Glick asked legislators to support the campus foundation transparency bill, which would require the UB Foundation and other SUNY and CUNY foundations to submit annual reports and be “completely transparent” with their budgets.

Stavisky said foundations have “gotten better” with transparency but are “nowhere near where they should be.”

Glick said he had “several conversations” about transparency with UBF’s chair.

“He told me UBF is sufficiently transparent, hung up the phone and refused to meet with me again,” Glick said.


New York State Senator Timothy Kennedy, Assembly member Karen McMahon and Chair of the Higher Education Senate Committee Toby Ann Stavisky discuss higher education and tuition at the SUNY transparency bill discussion at the Center for Tomorrow on Wednesday. 


Gaelle Jean-Baptiste, Buffalo State College’s United Students Government president, said she sees students’ financial struggles and has noticed students leaving the school because they can’t afford tuition. As a Buffalo State student, Jean-Baptiste works four jobs and is “living from check to check” hoping the Excelsior Scholarship will cover increased tuition. And Jean-Baptiste said she isn’t the only one.

“We are in need [of] adequate funding for all of our institutions because funds are constantly being moved to things that don’t necessarily benefit us as students,” Jean-Baptiste said. 


United University Profession members wear red to support the union and higher education.


Del Genio asked legislators for more capital funding for the master plans because UB wants a new building for the SEAS department, which has seen a 62% increase in undergraduates and 55% increase in graduates over the past seven years, according to Del Genio. 

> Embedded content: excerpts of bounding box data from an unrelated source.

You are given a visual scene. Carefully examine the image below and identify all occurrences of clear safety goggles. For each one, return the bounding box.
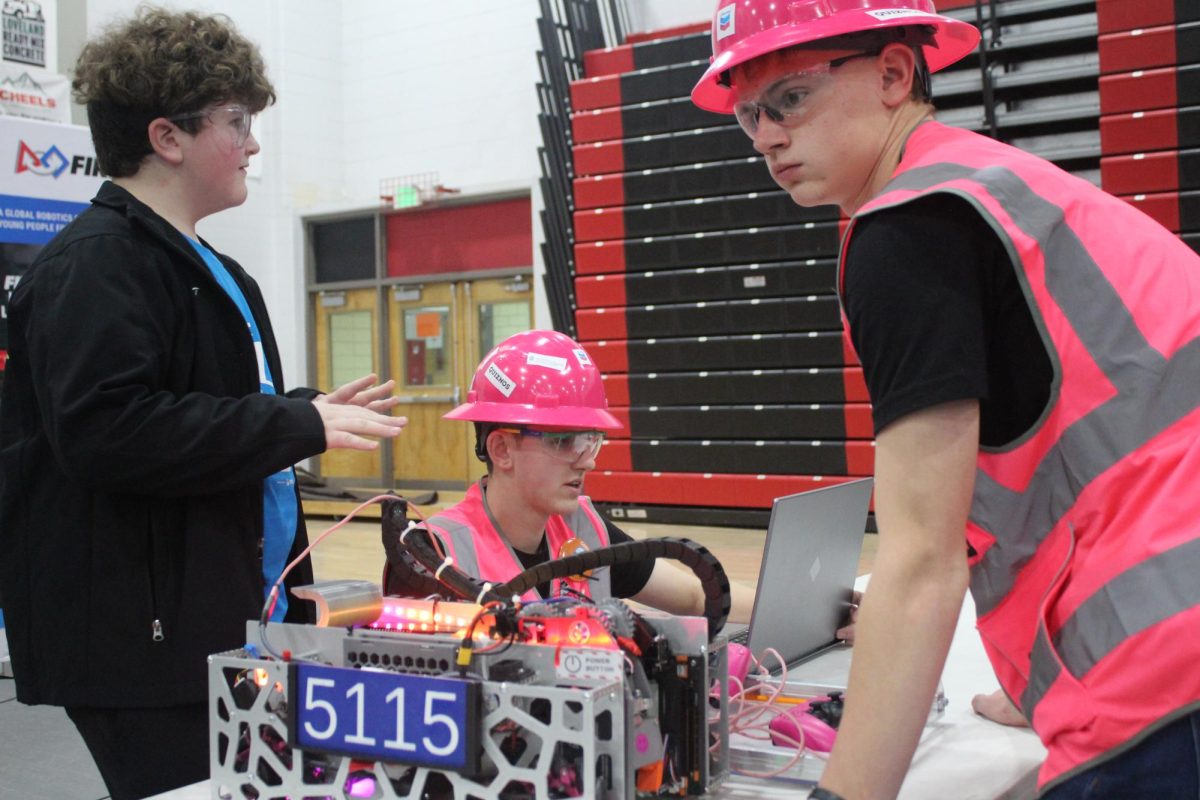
[733,50,878,138]
[167,106,254,148]
[498,428,605,464]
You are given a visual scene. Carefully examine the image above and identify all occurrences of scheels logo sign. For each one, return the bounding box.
[17,142,100,179]
[0,72,59,109]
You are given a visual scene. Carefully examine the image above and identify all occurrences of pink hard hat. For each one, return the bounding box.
[691,0,979,114]
[444,331,622,431]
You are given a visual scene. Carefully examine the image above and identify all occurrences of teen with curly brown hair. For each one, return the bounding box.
[0,8,406,800]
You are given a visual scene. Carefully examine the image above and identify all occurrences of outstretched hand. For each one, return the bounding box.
[834,591,863,644]
[312,374,408,450]
[313,373,400,414]
[971,688,1030,728]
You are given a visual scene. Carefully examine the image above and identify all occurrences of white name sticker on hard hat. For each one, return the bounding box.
[484,363,517,397]
[716,6,737,42]
[526,353,566,372]
[866,8,929,19]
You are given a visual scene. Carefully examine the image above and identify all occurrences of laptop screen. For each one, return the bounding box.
[748,477,874,667]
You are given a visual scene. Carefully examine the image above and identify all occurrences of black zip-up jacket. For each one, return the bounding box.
[0,182,325,708]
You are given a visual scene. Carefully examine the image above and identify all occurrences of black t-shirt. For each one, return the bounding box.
[845,193,1054,447]
[512,519,654,597]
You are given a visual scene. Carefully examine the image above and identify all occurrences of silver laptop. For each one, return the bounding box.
[725,477,875,667]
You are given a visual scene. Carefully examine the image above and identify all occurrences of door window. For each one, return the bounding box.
[404,306,454,386]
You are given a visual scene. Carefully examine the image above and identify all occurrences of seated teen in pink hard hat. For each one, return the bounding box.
[389,331,754,620]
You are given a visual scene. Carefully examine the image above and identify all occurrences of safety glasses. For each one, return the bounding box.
[167,106,254,148]
[733,50,878,138]
[497,428,605,464]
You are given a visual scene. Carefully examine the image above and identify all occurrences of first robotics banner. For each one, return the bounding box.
[0,116,103,369]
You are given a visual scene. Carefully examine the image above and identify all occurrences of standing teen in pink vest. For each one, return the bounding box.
[692,0,1200,800]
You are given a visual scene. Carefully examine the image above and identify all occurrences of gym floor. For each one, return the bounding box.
[0,495,877,800]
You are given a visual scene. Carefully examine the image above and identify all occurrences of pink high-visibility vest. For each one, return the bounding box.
[421,479,612,602]
[839,122,1200,787]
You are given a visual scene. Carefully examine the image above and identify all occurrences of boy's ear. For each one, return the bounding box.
[880,42,917,106]
[487,431,514,469]
[146,116,186,164]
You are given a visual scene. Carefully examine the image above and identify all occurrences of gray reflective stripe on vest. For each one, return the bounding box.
[428,506,612,600]
[854,164,1200,716]
[1021,540,1200,714]
[566,498,612,601]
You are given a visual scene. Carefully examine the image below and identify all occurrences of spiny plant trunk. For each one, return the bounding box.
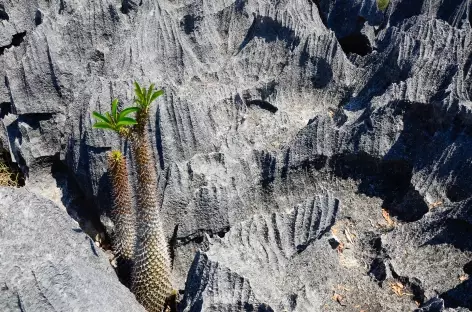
[131,123,172,312]
[108,151,136,283]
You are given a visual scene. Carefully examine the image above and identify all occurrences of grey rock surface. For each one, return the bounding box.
[0,0,472,312]
[0,188,144,312]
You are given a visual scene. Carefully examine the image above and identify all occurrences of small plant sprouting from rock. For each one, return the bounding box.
[377,0,390,11]
[108,151,136,279]
[93,83,172,312]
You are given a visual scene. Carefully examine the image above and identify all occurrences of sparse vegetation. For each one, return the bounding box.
[377,0,390,11]
[92,83,172,312]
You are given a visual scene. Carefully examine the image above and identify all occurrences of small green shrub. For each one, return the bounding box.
[377,0,390,11]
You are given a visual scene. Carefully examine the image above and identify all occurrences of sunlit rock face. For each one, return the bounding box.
[0,0,472,312]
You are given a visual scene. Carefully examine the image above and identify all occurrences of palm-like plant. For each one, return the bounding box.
[92,99,139,280]
[93,82,172,312]
[131,82,172,312]
[377,0,390,11]
[134,82,164,134]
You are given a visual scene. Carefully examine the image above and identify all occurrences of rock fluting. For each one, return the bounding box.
[0,0,472,311]
[0,188,144,312]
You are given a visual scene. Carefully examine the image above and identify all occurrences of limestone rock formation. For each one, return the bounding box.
[0,0,472,312]
[0,188,144,312]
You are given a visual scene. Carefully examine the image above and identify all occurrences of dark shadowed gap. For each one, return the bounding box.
[339,33,372,56]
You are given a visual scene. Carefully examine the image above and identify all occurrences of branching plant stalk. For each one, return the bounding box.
[108,151,136,278]
[131,111,172,312]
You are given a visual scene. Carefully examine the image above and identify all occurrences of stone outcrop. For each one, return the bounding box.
[0,188,144,312]
[0,0,472,311]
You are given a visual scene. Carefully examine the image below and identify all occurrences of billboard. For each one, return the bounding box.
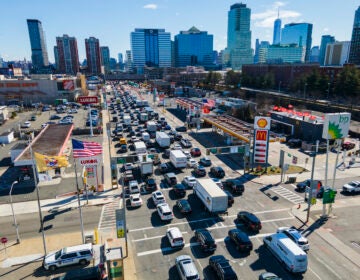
[322,113,351,139]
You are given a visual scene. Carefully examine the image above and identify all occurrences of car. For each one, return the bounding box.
[166,227,185,248]
[209,255,238,280]
[151,191,165,205]
[222,178,245,194]
[175,255,200,280]
[21,121,31,128]
[228,228,253,252]
[195,229,217,252]
[176,199,192,215]
[173,183,186,197]
[50,115,61,120]
[175,126,187,132]
[342,181,360,193]
[186,158,198,168]
[259,272,282,280]
[156,203,174,221]
[190,148,201,157]
[210,166,225,178]
[159,162,171,173]
[130,193,142,207]
[236,211,262,232]
[224,191,234,206]
[145,178,157,191]
[276,227,310,252]
[182,176,197,189]
[295,179,322,192]
[43,243,94,271]
[193,165,206,177]
[199,157,211,167]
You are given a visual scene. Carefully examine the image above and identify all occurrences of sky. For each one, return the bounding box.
[0,0,360,62]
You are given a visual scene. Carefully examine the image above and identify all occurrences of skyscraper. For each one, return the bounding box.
[27,19,49,70]
[319,35,335,65]
[85,37,101,75]
[100,47,110,73]
[349,6,360,65]
[175,26,214,67]
[54,34,80,75]
[130,28,171,73]
[273,12,281,45]
[280,23,313,62]
[223,3,253,69]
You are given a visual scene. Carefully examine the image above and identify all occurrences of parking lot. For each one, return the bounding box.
[110,86,357,279]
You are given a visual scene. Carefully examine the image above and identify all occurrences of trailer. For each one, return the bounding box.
[193,179,228,214]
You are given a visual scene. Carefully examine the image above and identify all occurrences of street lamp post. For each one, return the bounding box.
[9,181,20,244]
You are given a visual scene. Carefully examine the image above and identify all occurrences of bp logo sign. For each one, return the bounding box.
[322,113,351,139]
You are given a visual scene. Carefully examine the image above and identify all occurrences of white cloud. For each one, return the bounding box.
[251,1,301,28]
[143,4,157,10]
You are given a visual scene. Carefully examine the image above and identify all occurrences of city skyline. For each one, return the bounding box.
[0,0,359,63]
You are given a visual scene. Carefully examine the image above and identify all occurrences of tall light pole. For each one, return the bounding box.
[9,181,20,244]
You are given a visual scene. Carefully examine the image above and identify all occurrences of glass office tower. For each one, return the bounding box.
[175,26,214,67]
[27,19,49,69]
[281,23,313,62]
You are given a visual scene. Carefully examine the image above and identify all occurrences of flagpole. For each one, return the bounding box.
[73,155,85,243]
[29,140,47,258]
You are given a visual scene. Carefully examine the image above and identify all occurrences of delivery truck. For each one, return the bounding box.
[263,233,308,273]
[170,150,187,169]
[156,131,171,149]
[193,179,228,214]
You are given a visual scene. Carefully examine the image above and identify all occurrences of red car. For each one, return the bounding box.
[190,148,201,157]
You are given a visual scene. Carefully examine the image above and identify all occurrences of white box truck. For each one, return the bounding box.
[146,121,157,132]
[124,115,131,125]
[156,131,170,148]
[193,179,228,214]
[134,141,147,155]
[170,150,187,168]
[263,233,308,273]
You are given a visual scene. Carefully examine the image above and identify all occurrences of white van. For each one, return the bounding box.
[263,233,308,273]
[166,227,185,247]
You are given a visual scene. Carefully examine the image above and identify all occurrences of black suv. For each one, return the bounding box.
[210,166,225,178]
[222,179,245,194]
[195,229,217,252]
[237,211,262,232]
[228,228,253,252]
[209,255,238,280]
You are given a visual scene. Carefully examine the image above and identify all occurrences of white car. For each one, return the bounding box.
[183,176,196,188]
[186,158,198,168]
[130,193,142,207]
[21,121,31,128]
[276,227,310,252]
[151,191,165,205]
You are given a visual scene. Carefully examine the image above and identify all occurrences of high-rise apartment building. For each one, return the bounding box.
[223,3,253,70]
[273,14,281,45]
[100,47,110,73]
[54,34,80,75]
[280,23,313,62]
[175,26,214,67]
[349,6,360,65]
[319,35,335,66]
[324,41,350,66]
[27,19,49,70]
[130,28,171,73]
[85,37,101,75]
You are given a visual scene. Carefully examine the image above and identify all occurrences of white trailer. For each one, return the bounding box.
[263,233,308,273]
[146,121,157,132]
[170,150,187,168]
[193,179,228,213]
[134,141,146,155]
[156,131,171,148]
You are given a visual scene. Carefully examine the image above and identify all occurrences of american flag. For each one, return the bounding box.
[71,139,102,158]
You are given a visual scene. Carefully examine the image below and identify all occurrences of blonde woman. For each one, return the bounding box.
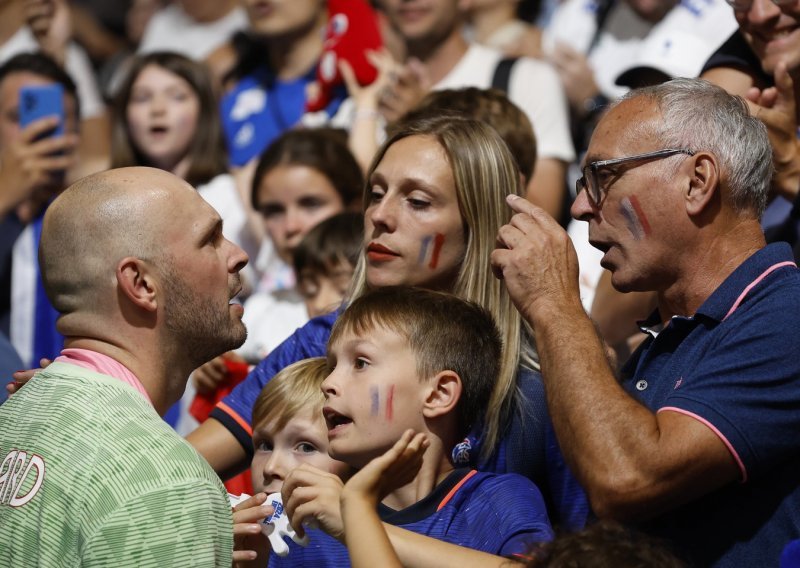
[189,117,586,527]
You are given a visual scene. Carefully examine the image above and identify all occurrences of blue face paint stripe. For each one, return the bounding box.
[370,387,381,416]
[417,237,433,264]
[620,198,644,241]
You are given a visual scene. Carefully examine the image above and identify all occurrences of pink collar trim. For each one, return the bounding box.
[56,348,153,405]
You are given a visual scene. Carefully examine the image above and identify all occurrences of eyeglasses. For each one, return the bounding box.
[726,0,797,12]
[575,148,694,207]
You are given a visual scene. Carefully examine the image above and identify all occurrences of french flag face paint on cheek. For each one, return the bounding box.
[369,387,381,416]
[417,233,444,270]
[386,385,394,422]
[620,195,650,241]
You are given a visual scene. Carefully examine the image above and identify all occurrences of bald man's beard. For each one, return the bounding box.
[164,270,247,367]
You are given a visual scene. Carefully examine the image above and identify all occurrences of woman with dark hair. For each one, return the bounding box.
[111,52,227,187]
[111,52,259,283]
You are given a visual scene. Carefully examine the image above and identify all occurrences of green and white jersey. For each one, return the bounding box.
[0,363,233,568]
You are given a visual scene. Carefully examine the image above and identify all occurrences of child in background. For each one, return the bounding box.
[292,212,364,320]
[282,287,552,565]
[236,212,364,363]
[111,52,260,272]
[250,357,350,566]
[191,129,364,432]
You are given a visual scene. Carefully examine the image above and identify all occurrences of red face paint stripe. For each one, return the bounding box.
[428,233,444,268]
[630,195,650,235]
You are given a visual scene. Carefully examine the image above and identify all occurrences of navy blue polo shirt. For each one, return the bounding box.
[622,243,800,566]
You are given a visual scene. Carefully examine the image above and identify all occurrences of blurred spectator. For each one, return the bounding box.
[138,0,247,60]
[0,53,79,366]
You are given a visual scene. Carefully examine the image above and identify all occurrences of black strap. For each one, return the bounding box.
[492,57,519,94]
[585,0,614,55]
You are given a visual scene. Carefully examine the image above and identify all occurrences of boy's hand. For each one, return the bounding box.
[281,464,344,543]
[342,430,430,507]
[233,493,273,567]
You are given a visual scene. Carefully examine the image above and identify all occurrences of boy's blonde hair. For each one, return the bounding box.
[252,357,329,430]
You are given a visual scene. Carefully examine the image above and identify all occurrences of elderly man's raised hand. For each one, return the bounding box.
[491,195,580,323]
[746,62,800,201]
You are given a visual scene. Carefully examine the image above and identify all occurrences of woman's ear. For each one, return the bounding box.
[116,256,158,312]
[684,152,720,217]
[422,371,462,418]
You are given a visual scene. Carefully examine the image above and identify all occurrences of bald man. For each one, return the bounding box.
[0,168,248,566]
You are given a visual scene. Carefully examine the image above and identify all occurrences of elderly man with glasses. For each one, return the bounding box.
[492,79,800,566]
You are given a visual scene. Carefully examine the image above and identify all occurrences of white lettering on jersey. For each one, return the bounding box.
[0,450,45,507]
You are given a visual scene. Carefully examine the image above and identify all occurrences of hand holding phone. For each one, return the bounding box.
[0,85,78,222]
[18,83,64,136]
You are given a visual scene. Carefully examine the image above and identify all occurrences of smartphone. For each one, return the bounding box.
[19,84,64,136]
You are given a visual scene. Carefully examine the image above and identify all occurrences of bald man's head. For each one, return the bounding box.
[39,168,201,314]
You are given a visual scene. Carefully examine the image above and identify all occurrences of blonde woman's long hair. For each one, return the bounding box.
[348,116,539,459]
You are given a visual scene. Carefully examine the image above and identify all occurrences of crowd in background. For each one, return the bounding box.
[0,0,800,566]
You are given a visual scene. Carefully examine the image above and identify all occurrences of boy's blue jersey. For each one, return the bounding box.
[378,469,553,557]
[269,469,553,568]
[211,312,589,530]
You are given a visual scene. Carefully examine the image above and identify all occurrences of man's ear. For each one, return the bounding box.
[116,256,158,312]
[422,371,462,418]
[684,152,720,217]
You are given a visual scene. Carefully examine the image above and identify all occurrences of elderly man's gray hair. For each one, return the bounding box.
[614,79,774,218]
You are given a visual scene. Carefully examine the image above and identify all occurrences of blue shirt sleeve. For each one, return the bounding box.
[659,277,800,479]
[211,312,338,455]
[478,369,590,531]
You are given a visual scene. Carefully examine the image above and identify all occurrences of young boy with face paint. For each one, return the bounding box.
[282,287,552,562]
[246,357,350,566]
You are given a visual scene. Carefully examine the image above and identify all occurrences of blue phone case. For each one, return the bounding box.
[19,84,64,136]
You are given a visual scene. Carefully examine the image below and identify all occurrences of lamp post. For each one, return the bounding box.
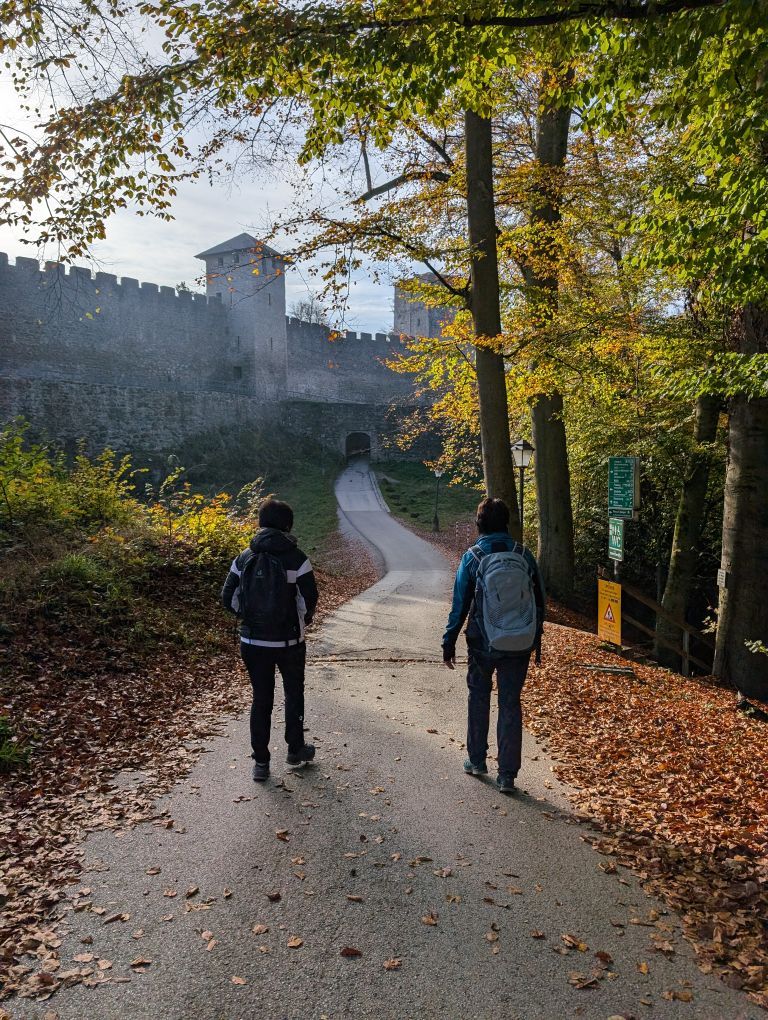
[512,440,535,536]
[432,467,443,531]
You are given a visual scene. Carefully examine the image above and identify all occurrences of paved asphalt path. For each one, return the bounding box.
[17,464,758,1020]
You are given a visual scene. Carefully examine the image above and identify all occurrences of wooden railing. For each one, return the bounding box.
[619,579,715,676]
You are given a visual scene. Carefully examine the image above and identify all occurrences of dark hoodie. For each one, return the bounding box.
[221,527,317,648]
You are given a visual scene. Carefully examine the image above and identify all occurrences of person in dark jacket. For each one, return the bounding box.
[443,499,545,794]
[221,498,317,782]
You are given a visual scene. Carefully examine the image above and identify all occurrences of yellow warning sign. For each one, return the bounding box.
[598,579,621,645]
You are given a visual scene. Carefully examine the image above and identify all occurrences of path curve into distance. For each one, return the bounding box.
[16,462,758,1020]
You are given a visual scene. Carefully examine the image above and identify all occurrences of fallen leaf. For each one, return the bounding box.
[661,988,694,1003]
[568,970,600,988]
[560,934,590,953]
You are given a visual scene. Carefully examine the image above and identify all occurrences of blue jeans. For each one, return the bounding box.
[467,646,530,779]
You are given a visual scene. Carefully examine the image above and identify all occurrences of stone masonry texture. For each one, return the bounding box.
[0,235,446,457]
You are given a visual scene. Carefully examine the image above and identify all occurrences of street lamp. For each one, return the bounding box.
[512,440,535,534]
[432,467,443,531]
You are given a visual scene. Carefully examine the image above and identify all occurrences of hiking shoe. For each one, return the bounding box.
[286,744,315,765]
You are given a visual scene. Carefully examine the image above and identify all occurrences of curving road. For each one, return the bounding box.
[17,463,757,1020]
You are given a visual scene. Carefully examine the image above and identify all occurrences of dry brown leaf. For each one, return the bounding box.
[560,933,590,953]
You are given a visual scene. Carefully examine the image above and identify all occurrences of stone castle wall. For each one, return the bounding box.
[0,254,426,455]
[286,318,413,404]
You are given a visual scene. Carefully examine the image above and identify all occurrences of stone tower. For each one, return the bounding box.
[196,234,288,400]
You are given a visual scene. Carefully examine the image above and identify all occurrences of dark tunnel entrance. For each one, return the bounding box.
[347,432,370,460]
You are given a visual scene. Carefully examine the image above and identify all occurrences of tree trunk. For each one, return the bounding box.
[654,397,722,669]
[523,79,574,600]
[530,393,574,600]
[714,305,768,701]
[464,110,521,539]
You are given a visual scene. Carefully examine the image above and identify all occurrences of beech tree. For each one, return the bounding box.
[0,0,768,694]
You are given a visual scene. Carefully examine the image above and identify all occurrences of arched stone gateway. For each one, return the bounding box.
[345,432,370,459]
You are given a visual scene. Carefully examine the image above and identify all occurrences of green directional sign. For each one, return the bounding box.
[608,457,639,520]
[608,517,624,563]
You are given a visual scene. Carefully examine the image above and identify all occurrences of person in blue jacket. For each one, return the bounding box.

Del Genio said they need the current five-year capital plan to “support critical maintenance for physical infrastructure,” and “build new academic buildings in high demand areas.”

Glick said UB needs support for the Jacobs School of Medicine and Biomedical Sciences, which is in debt. He is asking for “construction bond forgiveness,” because JSBMS pays $1 million a month, which equates to $12 million a year for the next 28 years. Glick said this is “severely impairing” plans at the medical center, which is the “backbone of healthcare in WNY.”

“It’s very important we don’t take a flat budget again, because then we put the operating costs of universities on the back of student tuition and fees or we cut programs,” Glick said. “That’s what’s been going on around here for the past four to five years.”

Amolegbe asked the state to invest more money into SUNY programs, including those for mental health, EOP, food pantries and academic advisement to make tuition “more affordable.” He said the tuition-assistance program isn’t funded by the state which “severely diminished” schools’ ability to provide a quality education.

“With an increase in funding and the expansion of programs, campuses across the state will be equipped to provide greater quality education and student services that address the backgrounds and needs of our students,” Amolegbe said.